ManualPartitioner(mapping, series_col='level')

Bases: BasePartitioner

Partitioner using a user-defined mapping dictionary.

This partitioner assigns samples to groups based on a predefined mapping from series identifiers (or other categorical values) to group labels. Useful when domain knowledge suggests natural groupings.

Example

mapping = {'MT_001': 'group_A', 'MT_002': 'group_B', 'MT_003': 'group_A'} partitioner = ManualPartitioner(mapping, series_col='level') groups = partitioner.fit_get_groups(X, feature='lag_1')

Initialize the manual partitioner.

Parameters:

Name Type Description Default
mapping dict[Any, Any]

Dictionary mapping series identifiers to group labels.

required
series_col str

Name of the column or index level containing series IDs.

'level'
Source code in src/xeries/partitioners/manual.py
def __init__(
    self,
    mapping: dict[Any, Any],
    series_col: str = "level",
) -> None:
    """Initialize the manual partitioner.

    Args:
        mapping: Dictionary mapping series identifiers to group labels.
        series_col: Name of the column or index level containing series IDs.
    """
    self.mapping = mapping
    self.series_col = series_col
    self._fitted = False
    self._group_encoder: dict[Any, int] = {}

n_groups property

Return the number of unique groups.

fit(X, feature)

Fit the partitioner (encodes group labels to integers).

Parameters:

Name Type Description Default
X DataFrame

Input features DataFrame.

required
feature str

The feature to condition on (not used for manual partitioner).

required

Returns:

Type Description
ManualPartitioner

Self for method chaining.

Source code in src/xeries/partitioners/manual.py
def fit(self, X: pd.DataFrame, feature: str) -> ManualPartitioner:
    """Fit the partitioner (encodes group labels to integers).

    Args:
        X: Input features DataFrame.
        feature: The feature to condition on (not used for manual partitioner).

    Returns:
        Self for method chaining.
    """
    unique_groups = sorted(set(self.mapping.values()))
    self._group_encoder = {g: i for i, g in enumerate(unique_groups)}
    self._fitted = True
    return self

get_groups(X)

Get group labels for each sample based on the mapping.

Parameters:

Name Type Description Default
X DataFrame

Input features DataFrame with series identifiers.

required

Returns:

Type Description
NDArray[intp]

Array of integer group labels.

Raises:

Type Description
ValueError

If partitioner has not been fitted.

KeyError

If series_col is not found in X.

Source code in src/xeries/partitioners/manual.py
def get_groups(self, X: pd.DataFrame) -> NDArray[np.intp]:
    """Get group labels for each sample based on the mapping.

    Args:
        X: Input features DataFrame with series identifiers.

    Returns:
        Array of integer group labels.

    Raises:
        ValueError: If partitioner has not been fitted.
        KeyError: If series_col is not found in X.
    """
    if not self._fitted:
        raise ValueError("Partitioner must be fitted before calling get_groups")

    series_ids = self._get_series_ids(X)
    group_labels = series_ids.map(self.mapping)

    if group_labels.isna().any():
        missing = series_ids[group_labels.isna()].unique()
        raise ValueError(f"Series IDs not found in mapping: {missing.tolist()}")

    encoded = group_labels.map(self._group_encoder)
    return encoded.to_numpy().astype(np.intp)

TreePartitioner

Automatically learns subgroups using a decision tree (cs-PFI algorithm).

TreePartitioner(max_depth=4, min_samples_leaf=0.05, series_col=None, random_state=None)

Bases: BasePartitioner

Partitioner using decision tree leaf nodes for subgroup discovery.

This implements the Conditional Subgroup Permutation Feature Importance (cs-PFI) algorithm.

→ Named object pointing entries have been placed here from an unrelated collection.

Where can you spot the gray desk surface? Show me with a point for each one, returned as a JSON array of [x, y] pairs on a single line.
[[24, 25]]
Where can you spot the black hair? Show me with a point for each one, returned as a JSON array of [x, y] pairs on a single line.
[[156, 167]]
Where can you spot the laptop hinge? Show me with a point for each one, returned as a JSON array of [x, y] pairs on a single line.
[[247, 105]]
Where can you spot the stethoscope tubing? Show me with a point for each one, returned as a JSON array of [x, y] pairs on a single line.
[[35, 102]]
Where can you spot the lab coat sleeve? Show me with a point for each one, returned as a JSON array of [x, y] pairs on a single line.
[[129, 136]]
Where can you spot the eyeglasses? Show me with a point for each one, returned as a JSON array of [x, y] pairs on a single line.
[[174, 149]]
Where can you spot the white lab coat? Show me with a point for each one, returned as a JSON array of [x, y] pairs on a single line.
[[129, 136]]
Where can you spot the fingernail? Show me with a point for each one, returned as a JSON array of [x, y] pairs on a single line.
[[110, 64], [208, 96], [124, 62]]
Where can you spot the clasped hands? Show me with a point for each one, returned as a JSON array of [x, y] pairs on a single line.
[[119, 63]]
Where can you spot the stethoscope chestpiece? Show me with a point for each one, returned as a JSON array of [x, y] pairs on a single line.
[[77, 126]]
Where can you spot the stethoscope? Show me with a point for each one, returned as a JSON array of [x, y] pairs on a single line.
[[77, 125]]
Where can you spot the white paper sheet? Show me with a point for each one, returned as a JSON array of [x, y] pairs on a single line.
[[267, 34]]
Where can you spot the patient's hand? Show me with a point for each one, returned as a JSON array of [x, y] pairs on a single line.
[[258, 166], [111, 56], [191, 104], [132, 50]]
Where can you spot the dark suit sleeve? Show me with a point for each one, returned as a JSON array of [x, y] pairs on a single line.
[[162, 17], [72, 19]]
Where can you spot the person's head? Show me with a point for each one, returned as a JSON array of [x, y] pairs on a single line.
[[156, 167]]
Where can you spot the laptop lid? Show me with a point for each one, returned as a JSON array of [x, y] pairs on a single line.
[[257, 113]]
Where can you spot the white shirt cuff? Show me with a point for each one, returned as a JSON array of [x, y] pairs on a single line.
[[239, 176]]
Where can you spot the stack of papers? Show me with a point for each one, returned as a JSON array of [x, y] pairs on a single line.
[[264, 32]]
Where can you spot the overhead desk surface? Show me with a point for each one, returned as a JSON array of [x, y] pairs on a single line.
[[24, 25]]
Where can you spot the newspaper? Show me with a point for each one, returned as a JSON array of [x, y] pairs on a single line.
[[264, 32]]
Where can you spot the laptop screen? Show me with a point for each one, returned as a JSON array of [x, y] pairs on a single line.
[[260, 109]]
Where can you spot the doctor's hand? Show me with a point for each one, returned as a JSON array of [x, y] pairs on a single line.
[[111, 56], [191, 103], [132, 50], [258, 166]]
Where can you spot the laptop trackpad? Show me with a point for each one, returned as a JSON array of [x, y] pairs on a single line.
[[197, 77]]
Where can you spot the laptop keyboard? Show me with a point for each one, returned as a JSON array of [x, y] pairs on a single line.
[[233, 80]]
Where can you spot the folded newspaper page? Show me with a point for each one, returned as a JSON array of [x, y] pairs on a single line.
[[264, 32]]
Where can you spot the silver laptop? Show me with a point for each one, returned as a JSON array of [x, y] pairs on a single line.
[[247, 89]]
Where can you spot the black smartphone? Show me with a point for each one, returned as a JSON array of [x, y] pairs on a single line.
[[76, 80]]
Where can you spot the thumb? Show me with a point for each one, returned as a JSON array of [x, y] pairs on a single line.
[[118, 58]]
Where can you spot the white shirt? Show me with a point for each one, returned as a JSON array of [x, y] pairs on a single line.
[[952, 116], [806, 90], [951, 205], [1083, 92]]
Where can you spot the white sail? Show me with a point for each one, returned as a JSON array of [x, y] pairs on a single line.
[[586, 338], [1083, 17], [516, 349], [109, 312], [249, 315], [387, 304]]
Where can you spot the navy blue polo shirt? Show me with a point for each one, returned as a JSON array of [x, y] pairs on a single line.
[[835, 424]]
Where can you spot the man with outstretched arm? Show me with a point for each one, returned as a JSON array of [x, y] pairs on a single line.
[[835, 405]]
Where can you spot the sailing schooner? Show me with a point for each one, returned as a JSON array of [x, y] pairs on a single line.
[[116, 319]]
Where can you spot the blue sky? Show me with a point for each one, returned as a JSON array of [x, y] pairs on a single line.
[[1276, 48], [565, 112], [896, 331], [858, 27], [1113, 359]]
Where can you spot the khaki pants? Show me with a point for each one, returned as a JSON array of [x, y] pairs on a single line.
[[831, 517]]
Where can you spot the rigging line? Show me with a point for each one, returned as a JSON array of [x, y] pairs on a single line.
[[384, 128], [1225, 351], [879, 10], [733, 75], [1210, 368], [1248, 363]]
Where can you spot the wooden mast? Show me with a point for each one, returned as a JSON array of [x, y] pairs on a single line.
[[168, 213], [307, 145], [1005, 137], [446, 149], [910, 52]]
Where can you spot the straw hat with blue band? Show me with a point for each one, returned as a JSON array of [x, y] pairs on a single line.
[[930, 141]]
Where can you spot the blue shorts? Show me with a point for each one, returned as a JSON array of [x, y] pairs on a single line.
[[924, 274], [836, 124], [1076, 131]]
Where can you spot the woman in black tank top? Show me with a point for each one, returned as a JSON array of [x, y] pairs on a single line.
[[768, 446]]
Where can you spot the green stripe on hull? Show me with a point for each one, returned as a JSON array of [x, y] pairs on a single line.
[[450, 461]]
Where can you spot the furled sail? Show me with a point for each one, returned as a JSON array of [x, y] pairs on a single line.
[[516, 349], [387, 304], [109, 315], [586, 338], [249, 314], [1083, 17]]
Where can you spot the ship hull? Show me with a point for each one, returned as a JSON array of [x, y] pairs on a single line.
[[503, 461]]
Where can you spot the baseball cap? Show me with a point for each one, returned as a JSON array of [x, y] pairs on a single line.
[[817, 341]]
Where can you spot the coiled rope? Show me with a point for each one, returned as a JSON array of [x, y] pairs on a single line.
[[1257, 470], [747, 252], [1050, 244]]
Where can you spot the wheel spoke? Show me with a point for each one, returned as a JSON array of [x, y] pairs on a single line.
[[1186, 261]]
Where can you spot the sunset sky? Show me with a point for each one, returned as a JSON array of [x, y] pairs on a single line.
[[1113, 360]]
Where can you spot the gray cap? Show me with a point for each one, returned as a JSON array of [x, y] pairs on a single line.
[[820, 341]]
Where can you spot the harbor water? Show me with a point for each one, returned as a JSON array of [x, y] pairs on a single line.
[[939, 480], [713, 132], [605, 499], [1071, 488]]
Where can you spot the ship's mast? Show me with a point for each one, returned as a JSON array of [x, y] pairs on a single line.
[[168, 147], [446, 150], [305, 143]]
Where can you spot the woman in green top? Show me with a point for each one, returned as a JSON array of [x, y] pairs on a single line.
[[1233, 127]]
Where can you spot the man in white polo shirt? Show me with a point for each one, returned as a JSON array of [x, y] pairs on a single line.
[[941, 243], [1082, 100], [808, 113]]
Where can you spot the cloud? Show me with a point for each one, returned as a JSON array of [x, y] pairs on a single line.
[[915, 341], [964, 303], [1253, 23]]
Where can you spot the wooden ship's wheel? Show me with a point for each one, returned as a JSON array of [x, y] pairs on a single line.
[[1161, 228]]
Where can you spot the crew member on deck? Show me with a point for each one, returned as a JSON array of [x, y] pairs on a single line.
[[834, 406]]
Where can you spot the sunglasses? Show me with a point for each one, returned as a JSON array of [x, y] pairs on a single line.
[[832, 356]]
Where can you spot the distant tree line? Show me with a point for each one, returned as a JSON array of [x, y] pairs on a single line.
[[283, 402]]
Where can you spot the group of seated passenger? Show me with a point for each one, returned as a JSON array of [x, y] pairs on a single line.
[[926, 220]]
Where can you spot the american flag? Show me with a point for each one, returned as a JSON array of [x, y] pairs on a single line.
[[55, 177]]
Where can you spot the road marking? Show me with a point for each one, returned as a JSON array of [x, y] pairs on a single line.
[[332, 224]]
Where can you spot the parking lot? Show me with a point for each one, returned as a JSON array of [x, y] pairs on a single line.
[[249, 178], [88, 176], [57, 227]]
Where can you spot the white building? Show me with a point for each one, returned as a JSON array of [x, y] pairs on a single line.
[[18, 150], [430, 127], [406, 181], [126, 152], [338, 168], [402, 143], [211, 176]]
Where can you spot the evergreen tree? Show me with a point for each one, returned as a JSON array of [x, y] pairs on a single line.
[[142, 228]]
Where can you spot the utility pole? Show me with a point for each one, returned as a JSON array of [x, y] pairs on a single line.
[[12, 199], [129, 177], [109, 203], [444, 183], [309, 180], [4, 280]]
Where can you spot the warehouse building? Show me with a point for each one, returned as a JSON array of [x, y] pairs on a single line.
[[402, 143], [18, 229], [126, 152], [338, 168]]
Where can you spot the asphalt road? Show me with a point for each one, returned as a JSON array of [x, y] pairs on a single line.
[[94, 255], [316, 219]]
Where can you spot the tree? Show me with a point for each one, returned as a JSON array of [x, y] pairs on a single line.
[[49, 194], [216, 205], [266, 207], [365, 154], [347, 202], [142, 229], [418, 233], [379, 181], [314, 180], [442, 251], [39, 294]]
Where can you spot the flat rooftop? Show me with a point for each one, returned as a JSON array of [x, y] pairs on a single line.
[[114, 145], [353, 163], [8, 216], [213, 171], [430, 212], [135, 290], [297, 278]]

A decision tree is trained to predict the feature of interest using all other features. The leaf nodes of this tree define homogeneous subgroups for conditional permutation.

Example

partitioner = TreePartitioner(max_depth=4, min_samples_leaf=0.05) groups = partitioner.fit_get_groups(X, feature='lag_1')

Initialize the tree partitioner.

Parameters:

Name Type Description Default
max_depth int | None

Maximum depth of the decision tree.

4
min_samples_leaf int | float

Minimum samples required in a leaf node. Can be int (absolute) or float (fraction of total samples).

0.05
series_col str | None

Column with series identifiers to one-hot encode. None (default) auto-detects _level_skforecast (skforecast 0.21+) or level (MultiIndex / legacy). Set to None explicitly is the same as omitting detection only when neither column exists.

None
random_state int | None

Random seed for reproducibility.

None
Source code in src/xeries/partitioners/tree.py
def __init__(
    self,
    max_depth: int | None = 4,
    min_samples_leaf: int | float = 0.05,
    series_col: str | None = None,
    random_state: int | None = None,
) -> None:
    """Initialize the tree partitioner.

    Args:
        max_depth: Maximum depth of the decision tree.
        min_samples_leaf: Minimum samples required in a leaf node.
            Can be int (absolute) or float (fraction of total samples).
        series_col: Column with series identifiers to one-hot encode.
            ``None`` (default) auto-detects ``_level_skforecast`` (skforecast 0.21+)
            or ``level`` (MultiIndex / legacy). Set to ``None`` explicitly is the same
            as omitting detection only when neither column exists.
        random_state: Random seed for reproducibility.
    """
    self.max_depth = max_depth
    self.min_samples_leaf = min_samples_leaf
    self.series_col = series_col
    self.random_state = random_state

    self._tree: DecisionTreeRegressor | None = None
    self._encoder: OneHotEncoder | None = None
    self._feature: str | None = None
    self._fitted = False

n_groups property

Return the number of leaf nodes (groups).

tree property

Return the fitted decision tree.

fit(X, feature)

Fit the decision tree to predict the feature of interest.

Parameters:

Name Type Description Default
X DataFrame

Input features DataFrame.

required
feature str

The feature to condition on (will be predicted by tree).

required

Returns:

Type Description
TreePartitioner

Self for method chaining.

Source code in src/xeries/partitioners/tree.py
def fit(self, X: pd.DataFrame, feature: str) -> TreePartitioner:
    """Fit the decision tree to predict the feature of interest.

    Args:
        X: Input features DataFrame.
        feature: The feature to condition on (will be predicted by tree).

    Returns:
        Self for method chaining.
    """
    self._feature = feature

    y_tree = X[feature].values
    X_tree = self._prepare_tree_features(X, feature)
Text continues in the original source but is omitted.